本発明においては、ハロゲン化銀と色素供与性カプラー及び発色現像主薬は同一層に含まれていても良いが、反応可能な状態であれば別層に分割して添加することもできる。例えば発色現像主薬を含む層とハロゲン化銀を含む層とを別層にすると感材の生保存性の向上がはかれる。
各層の分光感度及びカプラーの色相の関係は任意であるが、赤色感光性層にシアンカプラー、緑色感光性層にマゼンタカプラー、青色感光性層にイエローカプラーを用いると、従来のカラーペーパー等に直接投影露光できる。
【0105】
感光部材には、上記のハロゲン化銀乳剤層の間および最上層、最下層には、保護層、下塗り層、中間層、黄色フィルター層、アンチハレーション層などの各種の非感光性層を設けても良く、支持体の反対側にはバック層などの種々の補助層を設けることができる。具体的には、上記文献に記載のような層構成、米国特許第5,051,335号記載のような下塗り層、特開平1−167,838号、特開昭61−20,943号記載のような固体顔料を有する中間層、特開平1−120,553号、同5−34,884号、同2−64,634号記載のような還元剤やDIR化合物を有する中間層、米国特許第5,017,454号、同5,139,919号、特開平2−235,044号記載のような電子伝達剤を有する中間層、特開平4−249,245号記載のような還元剤を有する保護層またはこれらを組み合わせた層などを設けることができる。
【0106】
黄色フィルター層、アンチハレーション層に用いる事の出来る染料としては、現像時に消色あるいは除去され、処理後の濃度に寄与しないものが好ましい。
黄色フィルター層、アンチハレーション層の染料が現像時に消色あるいは除去されるとは、処理後に残存する染料の量が、塗布直前の1/3以下、好ましくは1/10以下となることであり、現像時に染料の成分が感光部材から処理部材に転写しても良いし、現像時に反応して無色の化合物に変わっても良い。
【0107】
具体的には、欧州特許出願EP549,489A号記載の染料や、特開平7−152129号のExF2〜6の染料が挙げられる。特開平8−101487号に記載されているような、固体分散した染料を用いることもできる。
また、媒染剤とバインダーに染料を媒染させておくことも出来る。この場合媒染剤と染料は写真分野で公知のものを用いることが出来、US4,500,626号第58〜59欄や、特開昭61−88256号32〜41頁、特開昭62−244043号、特開昭62−244036号等に記載の媒染剤を上げることができる。
また、還元剤と反応して拡散性色素を放出する化合物と還元剤を用い、現像時のアルカリで可動性色素を放出させ、処理部材に転写除去させることもできる。具体的には、米国特許第4,559,290号、同4,783,396号、欧州特許第220,746A2号、公開技報87−6119号に記載されている他、特開平8−101487号の段落番号0080〜0081に記載されている。
【0108】
消色するロイコ染料などを用いることもでき、具体的には特開平1−150,132号に有機酸金属塩の顕色剤によりあらかじめ発色させておいたロイコ色素を含むハロゲン化銀感光部材が開示されている。ロイコ色素と顕色剤錯体は熱あるいはアルカリ剤と反応して消色する。

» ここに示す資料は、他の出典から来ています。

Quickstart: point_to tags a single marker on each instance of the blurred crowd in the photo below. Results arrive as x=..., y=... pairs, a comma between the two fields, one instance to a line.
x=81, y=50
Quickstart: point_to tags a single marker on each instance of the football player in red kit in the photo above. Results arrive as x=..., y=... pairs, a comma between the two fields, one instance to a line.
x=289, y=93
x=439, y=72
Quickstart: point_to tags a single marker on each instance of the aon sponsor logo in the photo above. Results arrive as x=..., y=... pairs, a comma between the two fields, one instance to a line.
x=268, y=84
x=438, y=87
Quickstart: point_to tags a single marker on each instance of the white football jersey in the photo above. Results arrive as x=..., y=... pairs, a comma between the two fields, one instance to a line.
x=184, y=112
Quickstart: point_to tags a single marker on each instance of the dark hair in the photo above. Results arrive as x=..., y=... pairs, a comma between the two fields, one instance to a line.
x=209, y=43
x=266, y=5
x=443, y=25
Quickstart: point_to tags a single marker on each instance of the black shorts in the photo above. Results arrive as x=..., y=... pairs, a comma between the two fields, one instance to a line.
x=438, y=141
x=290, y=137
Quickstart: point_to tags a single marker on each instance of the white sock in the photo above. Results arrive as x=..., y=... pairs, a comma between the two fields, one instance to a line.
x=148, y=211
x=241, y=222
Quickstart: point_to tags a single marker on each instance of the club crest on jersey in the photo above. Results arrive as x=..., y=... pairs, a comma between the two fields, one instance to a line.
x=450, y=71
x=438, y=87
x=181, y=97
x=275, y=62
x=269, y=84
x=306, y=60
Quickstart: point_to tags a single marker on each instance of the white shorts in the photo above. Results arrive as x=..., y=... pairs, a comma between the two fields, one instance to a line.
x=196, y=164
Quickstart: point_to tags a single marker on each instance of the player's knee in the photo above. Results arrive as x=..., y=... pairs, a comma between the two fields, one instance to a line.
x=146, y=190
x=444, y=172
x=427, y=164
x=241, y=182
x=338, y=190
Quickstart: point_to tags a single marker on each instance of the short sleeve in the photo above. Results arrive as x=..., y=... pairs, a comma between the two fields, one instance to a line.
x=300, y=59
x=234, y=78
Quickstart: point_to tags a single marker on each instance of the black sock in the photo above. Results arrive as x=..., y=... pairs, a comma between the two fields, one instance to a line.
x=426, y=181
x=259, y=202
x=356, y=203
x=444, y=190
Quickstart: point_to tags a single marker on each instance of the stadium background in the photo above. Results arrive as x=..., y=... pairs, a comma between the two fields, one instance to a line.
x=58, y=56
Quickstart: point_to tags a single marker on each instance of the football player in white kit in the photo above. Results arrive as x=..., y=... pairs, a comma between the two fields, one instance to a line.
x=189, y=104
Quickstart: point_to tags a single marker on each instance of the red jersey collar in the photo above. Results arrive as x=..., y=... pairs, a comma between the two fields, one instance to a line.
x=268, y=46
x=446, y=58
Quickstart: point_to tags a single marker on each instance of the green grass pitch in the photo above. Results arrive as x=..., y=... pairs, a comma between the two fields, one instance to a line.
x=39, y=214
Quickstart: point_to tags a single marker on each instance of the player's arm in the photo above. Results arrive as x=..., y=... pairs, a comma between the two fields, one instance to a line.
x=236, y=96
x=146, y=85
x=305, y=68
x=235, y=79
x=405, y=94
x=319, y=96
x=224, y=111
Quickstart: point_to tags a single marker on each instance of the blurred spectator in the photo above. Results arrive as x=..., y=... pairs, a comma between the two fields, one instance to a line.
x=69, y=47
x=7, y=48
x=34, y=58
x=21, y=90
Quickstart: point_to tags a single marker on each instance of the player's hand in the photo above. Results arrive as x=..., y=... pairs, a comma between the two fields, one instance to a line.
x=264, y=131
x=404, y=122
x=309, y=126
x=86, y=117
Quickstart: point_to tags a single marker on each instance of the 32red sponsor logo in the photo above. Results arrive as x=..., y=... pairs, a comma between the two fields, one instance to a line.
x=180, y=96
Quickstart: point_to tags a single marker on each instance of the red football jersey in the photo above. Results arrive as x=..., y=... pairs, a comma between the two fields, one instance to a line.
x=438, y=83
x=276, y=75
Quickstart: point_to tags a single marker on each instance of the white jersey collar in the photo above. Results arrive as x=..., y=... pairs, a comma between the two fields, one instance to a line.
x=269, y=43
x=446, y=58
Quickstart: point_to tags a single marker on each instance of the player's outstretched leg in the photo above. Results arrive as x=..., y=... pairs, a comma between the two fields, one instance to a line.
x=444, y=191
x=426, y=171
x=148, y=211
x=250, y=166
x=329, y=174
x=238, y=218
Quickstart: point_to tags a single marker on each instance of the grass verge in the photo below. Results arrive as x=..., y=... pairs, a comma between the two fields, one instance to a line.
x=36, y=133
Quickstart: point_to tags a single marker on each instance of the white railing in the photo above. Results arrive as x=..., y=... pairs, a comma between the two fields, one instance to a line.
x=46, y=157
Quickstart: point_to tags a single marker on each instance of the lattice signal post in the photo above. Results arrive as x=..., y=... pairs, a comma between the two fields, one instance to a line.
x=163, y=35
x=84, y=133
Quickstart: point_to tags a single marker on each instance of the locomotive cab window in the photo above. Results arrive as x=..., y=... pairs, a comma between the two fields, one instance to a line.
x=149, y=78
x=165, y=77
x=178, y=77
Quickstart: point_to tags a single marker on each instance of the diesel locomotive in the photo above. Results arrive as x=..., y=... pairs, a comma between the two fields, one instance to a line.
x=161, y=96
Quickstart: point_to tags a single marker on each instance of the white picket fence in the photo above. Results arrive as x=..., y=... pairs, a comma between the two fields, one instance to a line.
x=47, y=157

ロイコ色素は、公知のものが利用でき、森賀、吉田「染料と薬品」9、84頁(化成品工業協会)、「新版染料便覧」242頁(丸善、1970)、R.Garner「Reports on the Progress of Appl. Chem 」56、199頁(1971)、「染料と薬品」19、230頁(化成品工業協会、1974)、「色材」62、288頁(1989)、「染色工業」32、208等に記載がある。
顕色剤としては、酸性白土系顕色剤、フェノールホルムアルデヒドレジンの他、有機酸の金属塩が好ましく用いられる。有機酸の金属塩としてはサリチル酸類の金属塩、フェノール−サリチル酸−ホルムアルデヒドレジンの金属塩、ロダン塩、キサントゲン酸塩の金属塩等が有用であり、金属としては特に亜鉛が好ましい。上記の顕色剤のうち、油溶性のサリチル酸亜鉛塩については、米国特許第3,864,146号、同4,046,941号各明細書、及び特公昭52−1327号公報等に記載されたものを用いることができる。
【0109】
本発明の感光部材の塗布層は硬膜剤で硬膜されていることが好ましい。
硬膜剤の例としては米国特許第4,678,739号第41欄、同4,791,042号、特開昭59−116,655号、同62−245,261号、同61−18,942号、特開平4−218,044号等に記載の硬膜剤が挙げられる。より具体的には、アルデヒド系硬膜剤(ホルムアルデヒドなど)、アジリジン系硬膜剤、エポキシ系硬膜剤、ビニルスルホン系硬膜剤(N,N′−エチレン−ビス(ビニルスルホニルアセタミド)エタンなど)、N−メチロール系硬膜剤(ジメチロール尿素など)、ほう酸、メタほう酸あるいは高分子硬膜剤(特開昭62−234,157号などに記載の化合物)が挙げられる。
これらの硬膜剤は、親水性バインダー1gあたり0.001〜1g、好ましくは0.005〜0.5gが用いられる。
【0110】
感光部材には、種々のカブリ防止剤または写真安定剤およびそれらのプレカーサーを使用することができる。その具体例としては、前記RD、米国特許第5,089,378号、同4,500,627号、同4,614,702号、特開昭64−13,564号(7)〜(9) 頁、(57)〜(71)頁および(81)〜(97)頁、米国特許第4,775,610号、同4,626,500号、同4,983,494号、特開昭62−174,747号、同62−239,148号、特開平1−150,135号、同2−110,557号、同2−178,650号、RD17,643号(1978年) (24)〜(25)頁等記載の化合物が挙げられる。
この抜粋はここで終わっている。